UK organisations may be up to 40 percent more likely to be subjected to cyber-attack than their European counterparts according to new research.
The research carried out in August by Trend Micro and Quocirca found that while UK companies are more at risk from cyber-attack, they are also better prepared to deal with those attacks and data is less likely to be stolen.
Of the 500 high-level IT experts interviewed, 64 percent believed that targeted cyber-attacks have increased in the past year with UK organisations reporting an average of nearly nine attacks in the past year.
Dominic Trott, a senior analyst at the London office of Pierre Audoin Consultants (PAC), an independent European research and consulting firm dealing with IT services, offered some insight into the phenomenon: "The UK ‘suffers' due to English being the national language. After all, English remains the language of global business, making it easier for a broader range of threat actors to attack UK organisations. As a demonstration, Trend Micro's quarterly threat report published in August 2015 shows that over three-quarters of all spam it detected was written in English.”
Since cyber-attacks on UK organizations rose sharply in 2013, a majority believes this will only get worse with time. But while no-one believes this will get any better and over half of both UK and European organisations fear that attacks may have greater and greater impacts on them, UK businesses are increasingly better prepared to deal with this growing threat.

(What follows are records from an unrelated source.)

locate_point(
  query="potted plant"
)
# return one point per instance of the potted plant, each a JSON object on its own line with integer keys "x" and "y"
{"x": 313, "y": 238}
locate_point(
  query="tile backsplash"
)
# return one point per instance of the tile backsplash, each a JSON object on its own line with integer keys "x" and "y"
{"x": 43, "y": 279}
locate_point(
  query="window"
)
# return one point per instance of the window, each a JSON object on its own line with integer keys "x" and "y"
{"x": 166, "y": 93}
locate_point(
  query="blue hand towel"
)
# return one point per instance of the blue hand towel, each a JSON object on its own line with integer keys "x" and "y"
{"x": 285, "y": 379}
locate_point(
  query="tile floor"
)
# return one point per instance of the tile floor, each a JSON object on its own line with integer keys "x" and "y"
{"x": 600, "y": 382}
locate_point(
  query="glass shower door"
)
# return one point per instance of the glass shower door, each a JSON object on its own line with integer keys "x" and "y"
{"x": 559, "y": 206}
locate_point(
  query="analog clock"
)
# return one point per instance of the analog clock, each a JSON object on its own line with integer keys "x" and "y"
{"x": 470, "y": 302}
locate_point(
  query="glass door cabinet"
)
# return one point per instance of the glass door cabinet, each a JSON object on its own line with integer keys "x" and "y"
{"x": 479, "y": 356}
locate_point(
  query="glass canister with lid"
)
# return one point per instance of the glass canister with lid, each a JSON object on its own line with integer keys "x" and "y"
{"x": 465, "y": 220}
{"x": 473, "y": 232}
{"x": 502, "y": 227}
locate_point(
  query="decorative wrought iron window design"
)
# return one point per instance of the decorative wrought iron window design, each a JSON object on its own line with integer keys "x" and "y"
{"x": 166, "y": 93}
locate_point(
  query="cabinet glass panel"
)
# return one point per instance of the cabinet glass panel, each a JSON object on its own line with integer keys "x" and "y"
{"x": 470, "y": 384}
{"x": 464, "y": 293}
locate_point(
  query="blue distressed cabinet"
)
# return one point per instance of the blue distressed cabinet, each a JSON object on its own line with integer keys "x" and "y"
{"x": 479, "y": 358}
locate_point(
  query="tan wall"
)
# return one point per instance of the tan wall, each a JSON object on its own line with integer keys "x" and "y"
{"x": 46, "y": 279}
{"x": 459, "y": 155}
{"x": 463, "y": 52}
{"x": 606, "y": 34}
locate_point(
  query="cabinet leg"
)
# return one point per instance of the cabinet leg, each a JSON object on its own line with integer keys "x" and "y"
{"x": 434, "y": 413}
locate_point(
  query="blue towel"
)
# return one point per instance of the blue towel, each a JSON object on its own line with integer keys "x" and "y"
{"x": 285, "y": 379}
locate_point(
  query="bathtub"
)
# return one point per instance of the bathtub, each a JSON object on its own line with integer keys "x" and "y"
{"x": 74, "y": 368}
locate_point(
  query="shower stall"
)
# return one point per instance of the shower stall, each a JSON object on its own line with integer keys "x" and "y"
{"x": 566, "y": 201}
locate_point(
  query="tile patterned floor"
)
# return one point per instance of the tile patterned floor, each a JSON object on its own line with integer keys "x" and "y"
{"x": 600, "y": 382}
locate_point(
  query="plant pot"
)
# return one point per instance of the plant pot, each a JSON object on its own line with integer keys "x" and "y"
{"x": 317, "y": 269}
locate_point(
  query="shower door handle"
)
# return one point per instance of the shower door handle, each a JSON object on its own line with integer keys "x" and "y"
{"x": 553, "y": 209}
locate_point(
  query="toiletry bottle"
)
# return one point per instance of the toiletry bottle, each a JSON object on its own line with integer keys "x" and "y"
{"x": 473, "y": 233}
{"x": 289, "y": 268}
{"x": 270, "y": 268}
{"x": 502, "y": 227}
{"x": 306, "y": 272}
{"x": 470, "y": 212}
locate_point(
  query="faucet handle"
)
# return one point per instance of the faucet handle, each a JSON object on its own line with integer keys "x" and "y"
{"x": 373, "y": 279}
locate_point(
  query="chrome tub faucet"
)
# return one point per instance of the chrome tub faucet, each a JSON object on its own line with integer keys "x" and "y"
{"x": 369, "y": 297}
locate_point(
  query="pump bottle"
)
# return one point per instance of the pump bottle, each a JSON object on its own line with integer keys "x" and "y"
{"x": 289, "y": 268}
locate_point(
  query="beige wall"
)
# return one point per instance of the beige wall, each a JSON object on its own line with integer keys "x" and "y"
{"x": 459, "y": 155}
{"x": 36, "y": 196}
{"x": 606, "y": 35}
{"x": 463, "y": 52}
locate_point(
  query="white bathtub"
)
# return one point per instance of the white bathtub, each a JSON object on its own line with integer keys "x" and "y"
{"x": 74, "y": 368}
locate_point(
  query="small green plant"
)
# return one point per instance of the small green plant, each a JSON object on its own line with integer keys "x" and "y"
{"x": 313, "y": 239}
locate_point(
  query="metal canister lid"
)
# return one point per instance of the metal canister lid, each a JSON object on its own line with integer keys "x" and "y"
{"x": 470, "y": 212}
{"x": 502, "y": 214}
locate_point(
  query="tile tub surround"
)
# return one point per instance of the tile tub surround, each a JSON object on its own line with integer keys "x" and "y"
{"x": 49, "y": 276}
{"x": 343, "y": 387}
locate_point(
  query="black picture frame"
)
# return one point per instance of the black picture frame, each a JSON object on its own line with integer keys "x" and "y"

When UK businesses have been targeted, the cost is far less to them than it is to their European counterparts. The average cost to UK business is £172,000 pounds compared to the £243,000 for all of Europe. The research states that “although the UK is an attractive target for cyber-criminals, this finding indicates that UK organisations are better prepared for targeted attacks than other European businesses.”
Part of this is the UK organisations' focus on breach response plans. While only 38 percent of European firms said that they felt a breach response plan was important, over half of UK firms did. According to the research “this seems to be instrumental in keeping down the overall cost of breaches in the UK”.
Dominic Trott, of PAC, added to this: “In an environment where security breaches are increasingly becoming a question of ‘when' rather than ‘if', attention is moving away from protecting the dissolving concept of a secure perimeter. Instead, there is a growing emphasis on identifying breaches and shutting them down rapidly, and this is an area where UK organisations appear to be better prepared than their European peers."
This demand for preparedness in the UK doesn't seem to be stopping either. Last year, UK tech job site, Technojobs, released data which showed a massive demand for more cyber-security professionals in UK businesses.
There is, however, still more work to be done, says Rik Ferguson, VP of Security Research at Trend Micro: “While UK businesses increasingly recognise the reality, scale and impact of targeted attack, the initial data reveals that much more can and should be done in testing their readiness to deal with them.”
Ferguson added: “A large number of businesses report having training and penetration testing measures in place, but relatively few are conducting cyber-readiness tests, or fire drills. Raising user awareness and probing your systems are both crucial components but they cannot be fully tested unless brought together in a live-fire exercise involving your employees."